Accountants need to be aware of CIS rules – new guide.
Are you an accountant with clients working in the construction industry? Do you have clients who may be thinking of trading in this area? If so, you need to be aware of the rules of the Construction Industry Scheme (CIS).
The tax regulations for the construction industry are complex and unlike the regulations for many other industries. Anyone not aware of the rules governing CIS may be subject to harsh penalties with tax tribunals rebutting claims of dis-proportionality.
There is a new guide to assist accountants with clients who work in construction, or have begun trading without any awareness of the complexities of CIS. The CIS Guide For Accountants has been written by Howard Royse in association with Sage. It outlines the scheme, explains who operates it and gives suggestions of the best ways to work with HMRC.
An example of how a client may be caught under the CIS rules is when someone buys, for example, an office block and converts it into flats.
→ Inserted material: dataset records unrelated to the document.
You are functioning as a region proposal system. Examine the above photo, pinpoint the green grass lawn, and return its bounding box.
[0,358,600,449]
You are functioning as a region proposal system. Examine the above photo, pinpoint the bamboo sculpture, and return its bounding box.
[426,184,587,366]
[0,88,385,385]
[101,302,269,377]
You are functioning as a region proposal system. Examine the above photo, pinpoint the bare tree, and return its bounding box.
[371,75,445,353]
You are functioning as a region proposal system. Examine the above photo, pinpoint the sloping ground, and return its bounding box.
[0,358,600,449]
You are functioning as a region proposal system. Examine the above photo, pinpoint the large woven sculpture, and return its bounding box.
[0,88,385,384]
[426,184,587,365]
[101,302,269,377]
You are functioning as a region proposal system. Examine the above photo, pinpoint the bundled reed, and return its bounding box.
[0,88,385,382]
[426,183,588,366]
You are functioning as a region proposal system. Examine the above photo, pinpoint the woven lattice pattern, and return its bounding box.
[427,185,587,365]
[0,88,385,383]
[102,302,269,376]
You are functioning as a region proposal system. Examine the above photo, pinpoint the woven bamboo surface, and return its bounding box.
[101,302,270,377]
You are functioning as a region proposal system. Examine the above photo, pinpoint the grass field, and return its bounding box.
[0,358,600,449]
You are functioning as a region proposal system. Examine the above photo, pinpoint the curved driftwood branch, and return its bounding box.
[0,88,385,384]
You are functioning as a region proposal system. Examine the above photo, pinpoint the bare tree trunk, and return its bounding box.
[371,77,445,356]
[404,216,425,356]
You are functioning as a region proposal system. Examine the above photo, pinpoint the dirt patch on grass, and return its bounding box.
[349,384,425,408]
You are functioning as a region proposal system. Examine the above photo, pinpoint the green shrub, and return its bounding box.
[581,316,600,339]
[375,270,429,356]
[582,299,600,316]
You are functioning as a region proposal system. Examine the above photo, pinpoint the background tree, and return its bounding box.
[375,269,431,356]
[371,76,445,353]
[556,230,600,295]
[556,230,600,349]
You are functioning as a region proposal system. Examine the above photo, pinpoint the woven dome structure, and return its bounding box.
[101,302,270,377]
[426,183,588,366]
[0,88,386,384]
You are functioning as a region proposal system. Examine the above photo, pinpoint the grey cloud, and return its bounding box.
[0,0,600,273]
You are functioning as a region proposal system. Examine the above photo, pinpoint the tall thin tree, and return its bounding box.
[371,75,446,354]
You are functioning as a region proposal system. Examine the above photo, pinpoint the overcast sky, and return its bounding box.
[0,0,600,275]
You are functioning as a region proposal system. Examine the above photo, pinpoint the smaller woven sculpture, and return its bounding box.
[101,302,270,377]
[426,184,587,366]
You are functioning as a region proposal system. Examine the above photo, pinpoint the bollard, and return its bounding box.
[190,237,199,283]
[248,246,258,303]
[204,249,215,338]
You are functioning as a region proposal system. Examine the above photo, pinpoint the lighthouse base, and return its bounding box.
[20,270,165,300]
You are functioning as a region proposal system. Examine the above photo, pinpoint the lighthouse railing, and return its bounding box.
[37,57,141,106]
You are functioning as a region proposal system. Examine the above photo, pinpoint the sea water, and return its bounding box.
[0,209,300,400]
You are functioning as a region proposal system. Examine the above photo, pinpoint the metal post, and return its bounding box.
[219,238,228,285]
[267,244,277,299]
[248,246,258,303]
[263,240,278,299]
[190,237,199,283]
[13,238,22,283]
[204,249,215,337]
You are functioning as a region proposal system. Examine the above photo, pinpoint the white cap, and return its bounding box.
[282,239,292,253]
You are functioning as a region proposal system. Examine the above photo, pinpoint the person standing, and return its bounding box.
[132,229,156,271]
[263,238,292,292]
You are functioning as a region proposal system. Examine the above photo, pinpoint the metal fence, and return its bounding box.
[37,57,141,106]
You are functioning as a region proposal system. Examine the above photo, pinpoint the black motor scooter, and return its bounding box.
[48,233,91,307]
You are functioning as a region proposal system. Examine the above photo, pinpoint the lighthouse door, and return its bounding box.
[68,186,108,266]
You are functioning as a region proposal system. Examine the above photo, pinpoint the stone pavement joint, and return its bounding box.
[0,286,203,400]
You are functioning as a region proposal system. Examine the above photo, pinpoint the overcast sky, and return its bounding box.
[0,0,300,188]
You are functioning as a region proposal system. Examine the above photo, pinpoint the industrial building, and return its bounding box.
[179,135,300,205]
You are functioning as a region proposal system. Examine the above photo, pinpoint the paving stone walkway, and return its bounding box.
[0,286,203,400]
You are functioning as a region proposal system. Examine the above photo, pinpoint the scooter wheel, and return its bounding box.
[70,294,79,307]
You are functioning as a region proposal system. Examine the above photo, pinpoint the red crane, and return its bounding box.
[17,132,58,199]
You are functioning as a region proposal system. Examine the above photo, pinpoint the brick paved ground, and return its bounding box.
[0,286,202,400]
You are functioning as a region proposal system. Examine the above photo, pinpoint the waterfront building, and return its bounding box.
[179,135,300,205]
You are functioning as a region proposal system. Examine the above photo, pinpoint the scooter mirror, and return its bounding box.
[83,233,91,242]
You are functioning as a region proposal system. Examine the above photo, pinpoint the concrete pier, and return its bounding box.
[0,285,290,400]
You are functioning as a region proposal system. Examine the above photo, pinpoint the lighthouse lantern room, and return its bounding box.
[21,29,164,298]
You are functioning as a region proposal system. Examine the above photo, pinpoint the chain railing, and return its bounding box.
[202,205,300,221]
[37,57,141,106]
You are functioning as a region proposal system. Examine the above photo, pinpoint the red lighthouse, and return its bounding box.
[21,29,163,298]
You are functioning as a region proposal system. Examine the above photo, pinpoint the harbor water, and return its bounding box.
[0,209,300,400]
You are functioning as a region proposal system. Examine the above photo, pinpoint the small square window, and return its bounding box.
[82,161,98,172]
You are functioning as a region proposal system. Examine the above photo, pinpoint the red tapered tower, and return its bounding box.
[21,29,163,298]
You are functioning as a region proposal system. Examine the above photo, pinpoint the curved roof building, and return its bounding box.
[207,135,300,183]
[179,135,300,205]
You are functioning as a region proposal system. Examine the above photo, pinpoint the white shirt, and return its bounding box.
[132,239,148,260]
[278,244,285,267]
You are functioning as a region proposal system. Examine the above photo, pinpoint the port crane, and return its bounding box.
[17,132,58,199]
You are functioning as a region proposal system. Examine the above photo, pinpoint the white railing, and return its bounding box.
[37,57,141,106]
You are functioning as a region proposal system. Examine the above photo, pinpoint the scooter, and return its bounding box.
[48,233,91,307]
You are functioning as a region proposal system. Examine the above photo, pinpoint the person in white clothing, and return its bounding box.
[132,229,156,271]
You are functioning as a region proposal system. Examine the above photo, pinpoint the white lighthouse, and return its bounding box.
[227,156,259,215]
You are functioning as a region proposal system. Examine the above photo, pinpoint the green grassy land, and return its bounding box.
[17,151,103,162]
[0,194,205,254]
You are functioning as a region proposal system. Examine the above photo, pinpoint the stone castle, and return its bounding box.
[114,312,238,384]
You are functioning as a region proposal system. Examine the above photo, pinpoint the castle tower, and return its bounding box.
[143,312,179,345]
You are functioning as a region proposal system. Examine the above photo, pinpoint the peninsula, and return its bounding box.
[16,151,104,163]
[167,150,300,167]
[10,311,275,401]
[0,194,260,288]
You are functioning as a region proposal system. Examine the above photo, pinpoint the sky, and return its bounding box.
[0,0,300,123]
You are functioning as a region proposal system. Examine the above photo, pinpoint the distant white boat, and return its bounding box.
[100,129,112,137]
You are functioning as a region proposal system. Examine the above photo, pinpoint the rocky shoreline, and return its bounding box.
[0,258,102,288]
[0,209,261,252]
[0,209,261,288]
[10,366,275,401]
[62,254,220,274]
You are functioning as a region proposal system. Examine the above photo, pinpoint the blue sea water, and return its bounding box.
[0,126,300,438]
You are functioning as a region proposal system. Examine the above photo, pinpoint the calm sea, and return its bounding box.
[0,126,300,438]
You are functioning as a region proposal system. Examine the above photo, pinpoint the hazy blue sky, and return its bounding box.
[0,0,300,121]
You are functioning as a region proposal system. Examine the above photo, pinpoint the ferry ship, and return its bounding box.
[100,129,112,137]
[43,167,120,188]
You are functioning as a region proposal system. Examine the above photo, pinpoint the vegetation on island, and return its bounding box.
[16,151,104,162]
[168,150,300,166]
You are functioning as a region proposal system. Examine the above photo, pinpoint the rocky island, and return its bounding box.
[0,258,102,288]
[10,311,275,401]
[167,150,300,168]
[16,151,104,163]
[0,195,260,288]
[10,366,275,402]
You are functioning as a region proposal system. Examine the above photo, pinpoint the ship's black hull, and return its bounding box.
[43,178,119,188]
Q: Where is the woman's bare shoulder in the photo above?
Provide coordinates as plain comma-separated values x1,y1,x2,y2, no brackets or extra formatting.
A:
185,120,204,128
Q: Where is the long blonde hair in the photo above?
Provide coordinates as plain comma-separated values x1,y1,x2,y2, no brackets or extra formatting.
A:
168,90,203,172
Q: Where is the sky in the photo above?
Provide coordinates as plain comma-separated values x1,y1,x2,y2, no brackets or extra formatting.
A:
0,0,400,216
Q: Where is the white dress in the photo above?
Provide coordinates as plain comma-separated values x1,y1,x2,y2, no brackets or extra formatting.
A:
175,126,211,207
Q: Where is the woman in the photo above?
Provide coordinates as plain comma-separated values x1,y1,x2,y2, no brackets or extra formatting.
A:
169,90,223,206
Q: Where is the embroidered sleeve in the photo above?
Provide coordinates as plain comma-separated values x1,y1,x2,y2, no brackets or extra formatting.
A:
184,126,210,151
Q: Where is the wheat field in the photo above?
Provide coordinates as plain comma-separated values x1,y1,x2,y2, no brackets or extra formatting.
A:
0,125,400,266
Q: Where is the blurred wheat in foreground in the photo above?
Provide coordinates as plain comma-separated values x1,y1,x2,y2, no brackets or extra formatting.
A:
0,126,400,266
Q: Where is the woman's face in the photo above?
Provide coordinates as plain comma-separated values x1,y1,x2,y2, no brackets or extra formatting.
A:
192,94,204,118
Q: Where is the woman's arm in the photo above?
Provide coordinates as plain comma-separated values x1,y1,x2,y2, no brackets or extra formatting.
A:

Under CIS this would be regarded as a construction activity because the investor has become a developer. However, if the investor commissioned an agent to manage the project, they may be exempted from registration.
It is this level of complexity which confuses many who decide to buy a property, do it up and sell it, without realising that in some cases they have strayed, unwittingly, into the construction industry.
Accountants are advised to keep up to date with how CIS rules may affect some of their clients.